I put on my sad baby-sloth face, accentuated by my fake reading glasses, and thumbed at a few more cars, feeling a renewed sense of righteousness after Weston’s lesson on hitchhiking. It felt so stupid that a perfectly good and environmentally beneficial practice like hitchhiking would disappear because of irrational fear. I smiled and made a “pleeeease” face as a large suburban passed. Trucks were better, but we had started trying for anything technically big enough to fit our bikes. The suburban blew past us. I think I might have muttered “asshole.” But after a few seconds, I turned around and saw that the suburban, quite a ways down the road, had stopped, turned into a driveway, and was coming back to us. Weston was off in the woods, peeing.
“Whoa! We caught a big one!” I yelled. “Reelin’ it in now!”
Weston ran back as the suburban pulled up just ahead of us at a widening in the road. A woman got out. Middle-aged, with brown hair matted close to her head from just showering.
“You guys don’t look like you hitchhike much. That’s why I pulled over.”
“No, ma’am, we don’t. We’re riding our bicycles to South America and we got a flat tire,” Weston said, putting on his theatrical charm.
“Oh my god. Well, I can take you to town. There’s a Wal-Mart there and I think they got bike parts. You don’t look like the normal people I see on the streets. The gangbangers and crust punks. I’d never pick them up. People aren’t trustworthy these days.

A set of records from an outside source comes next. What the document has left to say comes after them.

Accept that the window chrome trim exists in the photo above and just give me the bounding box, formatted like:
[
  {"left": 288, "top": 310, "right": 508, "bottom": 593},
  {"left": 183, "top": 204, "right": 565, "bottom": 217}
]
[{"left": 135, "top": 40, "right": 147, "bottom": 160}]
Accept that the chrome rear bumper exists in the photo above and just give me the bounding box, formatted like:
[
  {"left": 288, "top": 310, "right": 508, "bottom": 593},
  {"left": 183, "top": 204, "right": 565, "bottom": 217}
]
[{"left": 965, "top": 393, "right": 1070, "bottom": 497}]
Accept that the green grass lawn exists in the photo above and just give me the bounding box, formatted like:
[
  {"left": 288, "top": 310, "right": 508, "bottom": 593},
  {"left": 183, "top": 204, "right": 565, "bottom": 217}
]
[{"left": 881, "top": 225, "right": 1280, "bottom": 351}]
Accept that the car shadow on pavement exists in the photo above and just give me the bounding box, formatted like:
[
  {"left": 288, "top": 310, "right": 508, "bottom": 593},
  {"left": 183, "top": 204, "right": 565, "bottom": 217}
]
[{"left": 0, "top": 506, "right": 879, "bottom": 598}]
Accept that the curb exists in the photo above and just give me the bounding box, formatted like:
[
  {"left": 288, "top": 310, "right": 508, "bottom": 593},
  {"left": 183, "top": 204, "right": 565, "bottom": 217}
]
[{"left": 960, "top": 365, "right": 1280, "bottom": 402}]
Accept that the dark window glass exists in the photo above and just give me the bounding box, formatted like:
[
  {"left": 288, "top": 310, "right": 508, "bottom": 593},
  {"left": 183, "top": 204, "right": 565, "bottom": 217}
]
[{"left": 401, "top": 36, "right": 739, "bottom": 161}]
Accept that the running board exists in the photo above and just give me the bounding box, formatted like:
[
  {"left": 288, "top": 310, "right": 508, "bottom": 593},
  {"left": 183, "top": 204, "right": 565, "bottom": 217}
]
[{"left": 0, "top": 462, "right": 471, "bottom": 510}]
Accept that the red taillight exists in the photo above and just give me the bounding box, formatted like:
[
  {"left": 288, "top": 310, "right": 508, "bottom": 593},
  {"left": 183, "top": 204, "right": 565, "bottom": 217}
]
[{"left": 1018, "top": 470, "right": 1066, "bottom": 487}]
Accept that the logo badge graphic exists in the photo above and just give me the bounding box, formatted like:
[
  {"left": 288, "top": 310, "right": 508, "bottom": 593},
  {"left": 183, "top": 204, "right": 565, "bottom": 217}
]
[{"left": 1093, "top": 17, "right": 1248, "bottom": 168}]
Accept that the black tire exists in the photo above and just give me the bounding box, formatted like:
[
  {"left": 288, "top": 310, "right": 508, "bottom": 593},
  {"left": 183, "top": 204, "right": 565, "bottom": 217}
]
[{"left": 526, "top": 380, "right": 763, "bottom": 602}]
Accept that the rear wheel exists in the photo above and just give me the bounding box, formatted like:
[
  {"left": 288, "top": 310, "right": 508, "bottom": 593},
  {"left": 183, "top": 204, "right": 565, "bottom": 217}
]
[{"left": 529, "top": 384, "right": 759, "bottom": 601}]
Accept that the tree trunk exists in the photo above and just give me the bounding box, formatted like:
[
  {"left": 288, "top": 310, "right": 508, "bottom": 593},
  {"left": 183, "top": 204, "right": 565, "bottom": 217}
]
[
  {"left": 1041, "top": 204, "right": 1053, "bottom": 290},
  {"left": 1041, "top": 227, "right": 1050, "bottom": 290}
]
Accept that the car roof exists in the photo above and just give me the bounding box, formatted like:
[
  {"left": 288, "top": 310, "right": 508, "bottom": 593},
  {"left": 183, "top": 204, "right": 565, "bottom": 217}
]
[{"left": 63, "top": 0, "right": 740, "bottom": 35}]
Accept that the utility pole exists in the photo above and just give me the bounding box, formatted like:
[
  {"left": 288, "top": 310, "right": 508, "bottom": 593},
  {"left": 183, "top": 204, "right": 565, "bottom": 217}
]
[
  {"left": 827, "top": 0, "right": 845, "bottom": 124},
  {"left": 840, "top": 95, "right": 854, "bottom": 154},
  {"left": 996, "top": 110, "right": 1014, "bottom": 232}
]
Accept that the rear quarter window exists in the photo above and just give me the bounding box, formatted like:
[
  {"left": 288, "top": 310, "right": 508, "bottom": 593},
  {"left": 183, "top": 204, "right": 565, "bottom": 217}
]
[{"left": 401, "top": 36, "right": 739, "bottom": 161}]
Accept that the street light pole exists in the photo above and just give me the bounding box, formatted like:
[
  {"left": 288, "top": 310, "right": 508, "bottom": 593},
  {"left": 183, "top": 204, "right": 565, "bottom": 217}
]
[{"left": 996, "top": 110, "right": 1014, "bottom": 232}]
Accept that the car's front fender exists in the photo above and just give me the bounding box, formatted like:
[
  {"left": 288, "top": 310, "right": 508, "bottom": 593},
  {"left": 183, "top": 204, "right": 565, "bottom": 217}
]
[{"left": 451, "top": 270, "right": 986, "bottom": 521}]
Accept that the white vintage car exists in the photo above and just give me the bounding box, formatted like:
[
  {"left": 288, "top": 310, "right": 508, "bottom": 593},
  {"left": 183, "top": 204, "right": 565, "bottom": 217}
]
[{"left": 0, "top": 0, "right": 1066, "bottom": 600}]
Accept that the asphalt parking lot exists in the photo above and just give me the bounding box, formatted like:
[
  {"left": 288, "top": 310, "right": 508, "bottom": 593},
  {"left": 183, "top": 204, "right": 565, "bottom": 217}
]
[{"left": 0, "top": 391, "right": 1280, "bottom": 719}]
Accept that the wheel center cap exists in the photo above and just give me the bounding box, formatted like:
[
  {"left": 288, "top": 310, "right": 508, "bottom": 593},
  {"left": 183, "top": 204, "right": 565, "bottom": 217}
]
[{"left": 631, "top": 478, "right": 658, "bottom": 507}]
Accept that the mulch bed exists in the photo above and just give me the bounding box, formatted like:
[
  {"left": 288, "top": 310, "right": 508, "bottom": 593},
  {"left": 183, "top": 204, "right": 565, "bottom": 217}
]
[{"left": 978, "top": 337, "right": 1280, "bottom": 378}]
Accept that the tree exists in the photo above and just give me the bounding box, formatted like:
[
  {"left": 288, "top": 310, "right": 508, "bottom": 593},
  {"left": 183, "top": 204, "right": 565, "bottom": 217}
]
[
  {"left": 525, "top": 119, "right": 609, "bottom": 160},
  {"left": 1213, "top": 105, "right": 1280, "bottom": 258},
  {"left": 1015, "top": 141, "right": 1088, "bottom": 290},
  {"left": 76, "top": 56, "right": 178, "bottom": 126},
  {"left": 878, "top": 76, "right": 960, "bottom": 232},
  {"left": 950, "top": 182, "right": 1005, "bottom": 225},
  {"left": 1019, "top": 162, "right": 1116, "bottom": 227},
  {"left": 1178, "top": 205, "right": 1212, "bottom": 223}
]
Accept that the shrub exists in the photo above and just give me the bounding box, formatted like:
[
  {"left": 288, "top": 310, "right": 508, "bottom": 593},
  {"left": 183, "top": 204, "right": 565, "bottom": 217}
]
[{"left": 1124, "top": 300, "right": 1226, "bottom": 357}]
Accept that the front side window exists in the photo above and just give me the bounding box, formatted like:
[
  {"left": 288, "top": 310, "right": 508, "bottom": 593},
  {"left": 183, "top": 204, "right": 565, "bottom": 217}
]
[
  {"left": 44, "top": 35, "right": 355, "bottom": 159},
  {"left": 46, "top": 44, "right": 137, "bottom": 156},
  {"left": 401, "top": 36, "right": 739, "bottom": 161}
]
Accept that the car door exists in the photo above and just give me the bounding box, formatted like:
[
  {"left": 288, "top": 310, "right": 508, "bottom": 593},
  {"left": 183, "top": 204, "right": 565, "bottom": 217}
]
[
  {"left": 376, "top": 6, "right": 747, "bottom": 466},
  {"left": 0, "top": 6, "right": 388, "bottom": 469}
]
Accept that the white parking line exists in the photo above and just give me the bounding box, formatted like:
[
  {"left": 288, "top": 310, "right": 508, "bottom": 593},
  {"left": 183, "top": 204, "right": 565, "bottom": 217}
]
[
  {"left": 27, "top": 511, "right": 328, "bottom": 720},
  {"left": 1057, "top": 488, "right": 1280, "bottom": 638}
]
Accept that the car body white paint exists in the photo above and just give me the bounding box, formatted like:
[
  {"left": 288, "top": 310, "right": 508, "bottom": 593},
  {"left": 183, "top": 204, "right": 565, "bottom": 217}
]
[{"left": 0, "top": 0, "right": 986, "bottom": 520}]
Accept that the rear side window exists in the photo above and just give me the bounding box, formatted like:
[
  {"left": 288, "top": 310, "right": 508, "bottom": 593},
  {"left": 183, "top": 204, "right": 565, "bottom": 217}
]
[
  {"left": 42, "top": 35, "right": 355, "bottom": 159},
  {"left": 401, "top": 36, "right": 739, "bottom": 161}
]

You never know who’s trying to get something from you.” She helped us lift the bikes into the back, our gear and bags all disheveled.
“Where you boys from?”
“I’m from Los Angeles and Weston’s from all over,” I said.
“Well, I never do this. But you boys looked nice so I decided what the hell, I’ll pick ya up. Get in.”
We climbed into the
backseat of her suburban. In the front seat was her daughter. When the girl turned to look at us, I saw the characteristics of Down’s syndrome.
“This is Lindsay. She don’t talk much. She’s retarded.”
“Hi, Lindsay,” I said, with the gentle tone that people get when speaking to someone they pity.
“Oh, she won’t talk to you. She don’t talk to strangers. I taught her that. She’s real stupid. But I love her. But God, no one prepares you for raising a retarded kid. She is more than anyone can handle. I’d send her back if I could. But she’s mine now, I do what I can, isn’t that right, Lindsay?”
Lindsay nodded and said nothing.
“I swear I don’t pick up hitchhikers ever. But you guys looked like you needed some help, and you don’t look like tweakers, so I thought what the hell.” She was talking fast, to fill the awkwardness of having strangers in her car. She spoke like life owed her everything, but hadn’t yet paid her a dime.
“You can’t trust people on the street around here. People don’t got jobs, so they’re all on meth, or some other drug. I’ve been on disability for ten years, and I get help from the government for Lindsay. I can’t get a job, there aren’t none to be had. Stop pickin’ at your nails!” She slapped Lindsay’s hands. “Goddammit, I told you to stop that.”
“iPad,” Lindsay said.
“I told you if you behaved I would let you look at the iPad. You can’t have it for an hour.”
Lindsay started wailing. The cry was low and alien and emerged from a sustained breath. Like a musical grunt off key. I pushed my knee into Weston’s and we gave each other a knowing look. He was watching the mother with half-squinted eyes, probably thinking and placing her into categories.